In the last few years many women died from heart attacks without blood clots. Autopsies showed that their coronary arteries were wide open and yet they died of heart attacks. Subsequent research showed that men or women can die from heart attacks when the coronary arteries are in spasm. But prolonged stress can close the blood supply to the heart muscle also when only coronary arteries are in spasm. There is a new name for this condition: “myocardial infarction with non-obstructive coronary arteries” or MINOCA.
There is a related condition, INOCA, which stands for ischemia with non-obstructed coronary arteries. However, the difference is that with INOCA there is no heart attack, just chest pain due to ischemia.
Symptoms of MINOCA and frequency
Dr. Noel Bairey Merz, MD is the director of the Barbra Streisand Women’s Heart Center at Cedars-Sinai Medical Center in Los Angeles. He said: “The symptoms of MINOCA are the same as those of a classic heart attack that happens in someone with coronary artery disease. But because no blockages are found in the main coronary arteries, patients often leave the hospital unsure about what caused their MINOCA heart attack and how to prevent another one.” He also stated that MINOCA occurs more in women than in men:
- 25% to 30% of all heart attacks in women are from MINOCA
- Less than 10% of all heart attacks in men are from MINOCA
An example of a patient with MINOCA
A middle-aged woman from Yucaipa, CA had a healthy lifestyle. She was a vegetarian, had a normal cholesterol and blood pressure. There was no family history of heart disease. She finished a 5 K run the weekend her chest symptoms started. She saw her primary care doctor the morning after her chest pain. He told her to go to the emergency room of the hospital. They took blood for a troponin level and an ECG.
Results of the troponin level
Troponin is a heart enzyme, which the heart muscle only releases when there was damage to the heart muscle. Typically, this only happens when you have a heart attack. In her case there was an elevation of the troponin level. The diagnosis was that she had a heart attack. The physician of the emergency room admitted her to the hospital. The following she had an angiogram. This showed open coronary arteries with no atheromatous deposits.
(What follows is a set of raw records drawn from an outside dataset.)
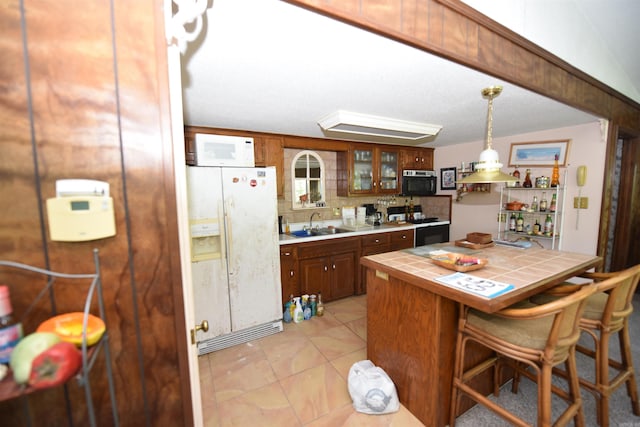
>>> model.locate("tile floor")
[199,296,423,427]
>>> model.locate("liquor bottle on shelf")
[551,154,560,187]
[516,212,524,232]
[0,285,22,365]
[544,214,553,236]
[540,193,547,212]
[533,218,540,234]
[522,169,533,188]
[509,212,517,231]
[549,193,558,212]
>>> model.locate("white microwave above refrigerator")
[195,133,255,167]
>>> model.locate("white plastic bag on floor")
[348,360,400,414]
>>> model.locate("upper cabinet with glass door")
[338,144,400,196]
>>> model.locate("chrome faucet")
[309,212,322,229]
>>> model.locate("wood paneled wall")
[285,0,640,274]
[286,0,640,131]
[0,0,191,426]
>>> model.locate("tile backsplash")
[278,148,451,223]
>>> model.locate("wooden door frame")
[598,124,640,271]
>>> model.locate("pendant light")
[459,86,518,184]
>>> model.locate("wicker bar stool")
[532,264,640,427]
[449,285,595,426]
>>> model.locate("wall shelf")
[498,177,566,250]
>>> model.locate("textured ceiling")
[183,0,624,147]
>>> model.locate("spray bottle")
[293,297,304,323]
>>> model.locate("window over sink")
[291,150,326,209]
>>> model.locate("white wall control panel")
[47,179,116,242]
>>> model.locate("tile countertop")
[280,221,451,245]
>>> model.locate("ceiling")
[182,0,636,147]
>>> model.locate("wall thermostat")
[47,179,116,242]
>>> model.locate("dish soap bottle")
[293,297,304,323]
[316,292,324,317]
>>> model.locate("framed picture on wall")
[509,139,571,167]
[440,168,456,190]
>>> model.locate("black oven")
[415,224,449,247]
[401,170,438,197]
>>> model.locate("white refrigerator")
[187,166,282,355]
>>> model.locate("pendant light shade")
[459,86,518,184]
The clinical staff sent her home with no further follow-up.
Examples of problems diagnosing INOCA
Here are the findings of a survey from January 2023. This is based on 297 people in an international INOCA patient support group:
- 34% had lived with symptoms of chest pain, pressure, or discomfort for more than 3 years before their INOCA diagnosis.
- 78% were wrongly told at some point that their symptoms weren’t related to their heart.
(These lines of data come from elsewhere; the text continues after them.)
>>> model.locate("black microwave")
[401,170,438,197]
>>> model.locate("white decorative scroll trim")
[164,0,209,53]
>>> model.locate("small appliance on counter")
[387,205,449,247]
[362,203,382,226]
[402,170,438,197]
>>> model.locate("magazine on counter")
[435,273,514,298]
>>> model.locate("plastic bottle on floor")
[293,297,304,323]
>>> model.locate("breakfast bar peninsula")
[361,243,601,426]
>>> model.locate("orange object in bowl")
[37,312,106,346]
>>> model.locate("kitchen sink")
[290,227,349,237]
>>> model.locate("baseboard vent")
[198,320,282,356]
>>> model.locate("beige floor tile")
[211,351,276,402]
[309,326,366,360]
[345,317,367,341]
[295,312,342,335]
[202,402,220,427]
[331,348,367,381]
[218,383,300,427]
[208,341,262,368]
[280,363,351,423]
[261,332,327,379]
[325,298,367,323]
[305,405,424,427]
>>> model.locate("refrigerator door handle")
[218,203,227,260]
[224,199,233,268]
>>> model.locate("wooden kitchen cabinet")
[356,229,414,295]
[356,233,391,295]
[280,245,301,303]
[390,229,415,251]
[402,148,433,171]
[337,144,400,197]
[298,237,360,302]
- 75% cut their work hours or stopped working altogether due to their condition.
- About 70% said their mental health and life outlook had declined.
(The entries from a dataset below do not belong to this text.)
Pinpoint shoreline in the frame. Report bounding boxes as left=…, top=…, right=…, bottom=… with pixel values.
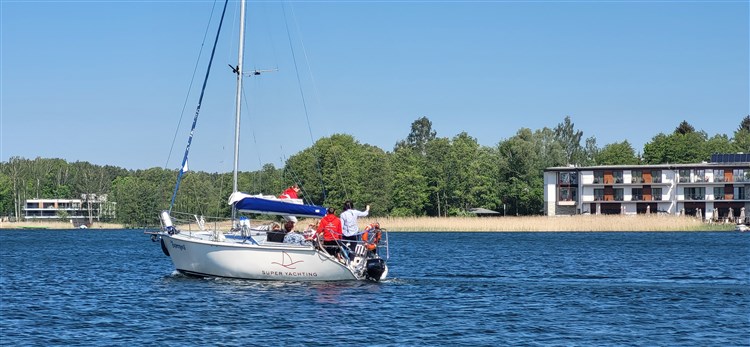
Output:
left=0, top=215, right=735, bottom=232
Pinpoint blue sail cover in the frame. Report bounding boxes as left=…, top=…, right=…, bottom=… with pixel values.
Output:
left=234, top=196, right=326, bottom=218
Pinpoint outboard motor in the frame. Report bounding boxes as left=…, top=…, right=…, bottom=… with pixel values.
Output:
left=160, top=211, right=177, bottom=235
left=365, top=258, right=385, bottom=281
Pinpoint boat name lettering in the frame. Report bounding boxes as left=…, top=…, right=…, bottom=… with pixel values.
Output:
left=261, top=270, right=318, bottom=277
left=169, top=240, right=186, bottom=251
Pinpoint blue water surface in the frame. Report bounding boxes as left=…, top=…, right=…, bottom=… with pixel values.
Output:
left=0, top=230, right=750, bottom=346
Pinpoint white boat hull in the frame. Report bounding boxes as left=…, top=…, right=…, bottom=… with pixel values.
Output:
left=161, top=233, right=374, bottom=281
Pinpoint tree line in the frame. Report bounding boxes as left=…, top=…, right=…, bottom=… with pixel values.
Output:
left=0, top=116, right=750, bottom=226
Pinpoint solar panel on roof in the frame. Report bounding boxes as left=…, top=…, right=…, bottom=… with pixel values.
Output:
left=711, top=153, right=750, bottom=163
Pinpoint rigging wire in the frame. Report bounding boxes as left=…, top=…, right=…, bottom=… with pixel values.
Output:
left=242, top=79, right=263, bottom=194
left=281, top=2, right=327, bottom=201
left=169, top=0, right=229, bottom=212
left=289, top=5, right=350, bottom=200
left=164, top=1, right=216, bottom=170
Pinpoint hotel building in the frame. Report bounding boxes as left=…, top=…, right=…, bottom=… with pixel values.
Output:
left=544, top=154, right=750, bottom=220
left=23, top=194, right=116, bottom=225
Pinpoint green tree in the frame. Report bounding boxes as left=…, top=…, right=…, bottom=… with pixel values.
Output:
left=703, top=134, right=740, bottom=157
left=643, top=122, right=710, bottom=164
left=732, top=116, right=750, bottom=153
left=390, top=146, right=430, bottom=217
left=596, top=140, right=640, bottom=165
left=394, top=116, right=437, bottom=155
left=0, top=172, right=13, bottom=218
left=555, top=116, right=585, bottom=165
left=674, top=120, right=695, bottom=135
- More than half (54%) said their symptoms negatively affected their relationship with their partner or spouse.
Conclusion
There are heart attacks that are not caused by blockage of coronary arteries. They are caused by acute coronary artery spasms. This has the name MINOCA (myocardial infarction with non-obstructive coronary arteries). You also can have chest pains from spasm of the coronary arteries only without evidence of a heart attack. This has the name INOCA (ischemia with non-obstructed coronary arteries). Coronary arteriograms don’t show any blood clots with either MINOCA or INOCA. Physicians still have to catch up with these newest findings. The key point to remember for a patient with chest pain is to go to the nearest emergency room of a hospital for an investigation with a troponin blood test and an ECG.